Disobedience came hard for a nice girl like me. I was taught to respect authority, which I did, despite bumper stickers urging us to question it. I did my homework, kept to the speed limit and came home on time. I rarely got in trouble, though I admired those who did, like the people who joined picket lines or burned their draft cards.

War protests were my first serious encounters with purposeful disobedience. As classmates faced being shipped out to Vietnam, I developed a deep respect for those who heeded the call to disobedience. I watched leaders like Martin Luther King Jr. challenge unjust laws and professors risk censure or worse to speak out against those who controlled the biggest war machine in history. My brother and several friends wrote statements of conscientious objection that helped me see the link between resistance and faith. I began to question authority—who had it, by what right, with what limits. A tectonic shift took place in my theology. I learned to live with more ambiguity and to recognize how the paradoxes at the heart of Jesus’ teaching were meant to keep us wrestling with moral complexity rather than simply applying rules. I learned that even legitimately appointed leaders need to be challenged and unjust laws broken.

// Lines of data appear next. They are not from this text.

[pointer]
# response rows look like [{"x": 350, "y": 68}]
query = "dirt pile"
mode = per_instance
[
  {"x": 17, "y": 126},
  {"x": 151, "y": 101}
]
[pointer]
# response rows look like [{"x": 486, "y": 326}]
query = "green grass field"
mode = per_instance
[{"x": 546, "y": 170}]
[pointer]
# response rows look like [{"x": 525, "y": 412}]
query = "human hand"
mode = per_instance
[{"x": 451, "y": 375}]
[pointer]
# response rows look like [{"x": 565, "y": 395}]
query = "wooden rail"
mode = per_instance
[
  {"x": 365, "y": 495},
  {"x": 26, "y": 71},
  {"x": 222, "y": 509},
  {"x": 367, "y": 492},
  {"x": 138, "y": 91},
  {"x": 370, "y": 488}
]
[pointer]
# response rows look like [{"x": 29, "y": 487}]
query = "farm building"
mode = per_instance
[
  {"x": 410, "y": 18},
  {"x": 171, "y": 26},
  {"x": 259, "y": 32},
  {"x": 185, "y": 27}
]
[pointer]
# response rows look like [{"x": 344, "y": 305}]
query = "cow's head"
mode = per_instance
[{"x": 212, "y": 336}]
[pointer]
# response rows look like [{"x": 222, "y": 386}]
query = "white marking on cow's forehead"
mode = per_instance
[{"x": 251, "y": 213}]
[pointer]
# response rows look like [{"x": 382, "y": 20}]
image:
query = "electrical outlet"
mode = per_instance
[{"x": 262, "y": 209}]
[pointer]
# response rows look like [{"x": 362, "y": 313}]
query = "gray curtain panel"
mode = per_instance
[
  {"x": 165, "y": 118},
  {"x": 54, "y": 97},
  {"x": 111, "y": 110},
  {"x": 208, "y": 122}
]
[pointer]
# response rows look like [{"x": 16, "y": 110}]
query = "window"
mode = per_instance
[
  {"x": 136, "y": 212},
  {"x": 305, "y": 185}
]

Discerning when to disobey can be tricky. I’m not sure any of us should undertake it alone; it’s much harder than acting on principle, which can lead to a self-righteousness that’s sometimes hard to see in oneself when a principle needs defending and we appoint ourselves to the task. When the disciples stand before the high priests they don’t invoke principle. They speak from a lived relationship with God, whom they know with an intimacy and certainty that trumps all other claims to obedience. It’s not just a spirit of resistance that drives them, but irrepressible love. The logic of that love is fairly simple: here we stand. We can do no other.